Per aiutare il medico e gli operatori sanitari a distinguere tra vere e false novità in medicina si è sviluppato - a partire dalla Cochrane Collaboration - un movimento di opinione che ha inteso richiamare l'attenzione sulla Evidence-based Medicine.

La medicina delle prove di efficacia (MePE) persegue l'obiettivo di una ottimale risposta alle esigenze del malato.

In sostanza, la MePE si fonda su cinque elementi tra loro collegati:

  • ogni decisione clinica deve essere basata sulle più limpide evidenze scientifiche disponibili;
  • il problema clinico - deve determinare il tipo di evidenza da ricercare;
  • il ricercare l'evidenza vuol dire porsi in una prospettiva metodologica che non può prescindere dall'uso di strumenti statistici ed epidemiologici;
  • identificare e far propria criticamente una prova di efficacia in medicina è un processo che - lungi dal rimanere astratto – non può non riverberarsi concretamente nella pratica clinica quotidiana;
  • infine, la pratica medica deve essere costantemente ed attentamente valutata.

Letto da:

Paolo Vineis
Unità di Epidemiologia Oncologica dell'Ospedale S.Giovanni di Torino

Antonino Cartabellotta
Gruppo Italiano per la Medicina Basata sulle Evidenze - GIMBE®

Paolo Vineis

Quando cerco di spiegare a non medici che esiste un movimento internazionale denominato "evidence-based medicine" - o medicina basata sulle prove di efficacia : MEPE - la reazione è in genere di incredulità : "ma come, è ovvio che la medicina è basata su prove di efficacia".
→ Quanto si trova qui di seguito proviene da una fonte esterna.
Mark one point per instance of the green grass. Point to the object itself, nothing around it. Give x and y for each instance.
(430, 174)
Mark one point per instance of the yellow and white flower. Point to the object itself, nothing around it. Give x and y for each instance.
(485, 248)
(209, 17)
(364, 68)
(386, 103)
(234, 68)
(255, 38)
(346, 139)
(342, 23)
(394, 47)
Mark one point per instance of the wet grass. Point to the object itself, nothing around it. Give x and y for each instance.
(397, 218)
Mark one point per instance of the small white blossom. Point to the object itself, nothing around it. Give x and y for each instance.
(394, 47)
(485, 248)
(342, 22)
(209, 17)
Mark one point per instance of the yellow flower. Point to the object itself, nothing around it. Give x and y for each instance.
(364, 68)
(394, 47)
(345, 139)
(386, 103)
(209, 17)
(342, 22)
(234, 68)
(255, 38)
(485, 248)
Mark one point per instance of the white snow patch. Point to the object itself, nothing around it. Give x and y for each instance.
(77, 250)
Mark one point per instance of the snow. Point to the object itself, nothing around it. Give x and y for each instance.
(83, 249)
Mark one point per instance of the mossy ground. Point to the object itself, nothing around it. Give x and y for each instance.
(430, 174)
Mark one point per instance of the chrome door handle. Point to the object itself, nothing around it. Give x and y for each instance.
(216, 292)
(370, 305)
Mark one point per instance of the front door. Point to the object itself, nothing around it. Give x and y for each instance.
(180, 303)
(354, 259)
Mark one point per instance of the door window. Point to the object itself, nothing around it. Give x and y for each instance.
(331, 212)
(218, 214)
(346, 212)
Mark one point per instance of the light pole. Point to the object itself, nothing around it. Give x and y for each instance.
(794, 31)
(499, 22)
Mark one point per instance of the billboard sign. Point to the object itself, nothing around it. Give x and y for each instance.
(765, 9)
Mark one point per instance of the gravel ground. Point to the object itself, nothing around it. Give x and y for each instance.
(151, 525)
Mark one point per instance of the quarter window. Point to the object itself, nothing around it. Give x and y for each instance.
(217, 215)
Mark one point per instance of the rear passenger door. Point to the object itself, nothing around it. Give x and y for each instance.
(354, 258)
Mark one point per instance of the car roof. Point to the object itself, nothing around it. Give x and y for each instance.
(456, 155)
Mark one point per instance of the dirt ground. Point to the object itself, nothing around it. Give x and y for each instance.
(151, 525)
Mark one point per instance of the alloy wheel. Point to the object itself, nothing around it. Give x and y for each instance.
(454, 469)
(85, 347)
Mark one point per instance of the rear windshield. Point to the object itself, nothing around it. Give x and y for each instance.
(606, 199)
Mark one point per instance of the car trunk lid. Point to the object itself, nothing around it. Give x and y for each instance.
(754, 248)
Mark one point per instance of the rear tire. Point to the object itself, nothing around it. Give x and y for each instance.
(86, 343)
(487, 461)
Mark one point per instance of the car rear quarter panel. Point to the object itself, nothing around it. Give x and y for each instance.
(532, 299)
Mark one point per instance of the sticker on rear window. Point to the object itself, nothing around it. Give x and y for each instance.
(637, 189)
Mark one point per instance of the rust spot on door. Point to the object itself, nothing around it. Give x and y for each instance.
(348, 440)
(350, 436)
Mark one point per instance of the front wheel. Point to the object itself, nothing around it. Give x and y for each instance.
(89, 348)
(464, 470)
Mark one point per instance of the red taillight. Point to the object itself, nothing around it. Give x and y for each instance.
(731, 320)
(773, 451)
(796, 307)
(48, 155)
Al contrario, quando lo stesso fenomeno viene spiegato a medici, molti di loro reagiscono con un certo fastidio, sostenendo che un conto sono le ricerche condotte in circostanze semplificate e protette, un conto l'esperienza personale accumulata in anni di rapporti con i pazienti.

Come il libro curato da Liberati - in modo molto equilibrato - ci mostra, sarebbe un errore sottovalutare o deridere entrambi gli atteggiamenti. Sarebbe un errore ignorare il grado di attesa verso la scientificità della medicina creato dai mezzi di comunicazione di massa, e la mancanza di percezione, da parte del pubblico, di quanto vaste siano invece le zone d'ombra nella pratica medica (vi è un ampio dissenso perfino sulla proporzione delle pratiche mediche non sorrette da prove scientifiche). D'altro lato, i medici hanno in parte ragione nel dubitare che lo "standard aureo" della ricerca medica (lo studio controllato e randomizzato) sia una condizione necessaria e sufficiente per una buona medicina (posizione, per inciso, che non è propria dell'"evidence-based inedicine"), È chiaro che molta della

psicoterapia non può essere sottoposta a trials clinici randomizzati, cosi come parte delle tecniche chirurgiche. Inoltre la medicina ha una componente "ermeneutica" (di comprensione del mondo di vita del paziente) senza la quale essa diventa una fredda applicazione di tecnologie.

Sulla base di queste premesse, si potrebbe pensare dunque a un generico "in medio stat virtus": in fondo i risultati dei buoni trials prima o poi vengono assunti nella pratica, e hanno ragione i bravi medici a sottolineare la componente di "arte" – o meglio di relazionalità - che vi è nella medicina (se mi è concesso rendere un omaggio, penso ad Adriano Vitelli come esempio vivente di capacità relazionale e rigore scientifico).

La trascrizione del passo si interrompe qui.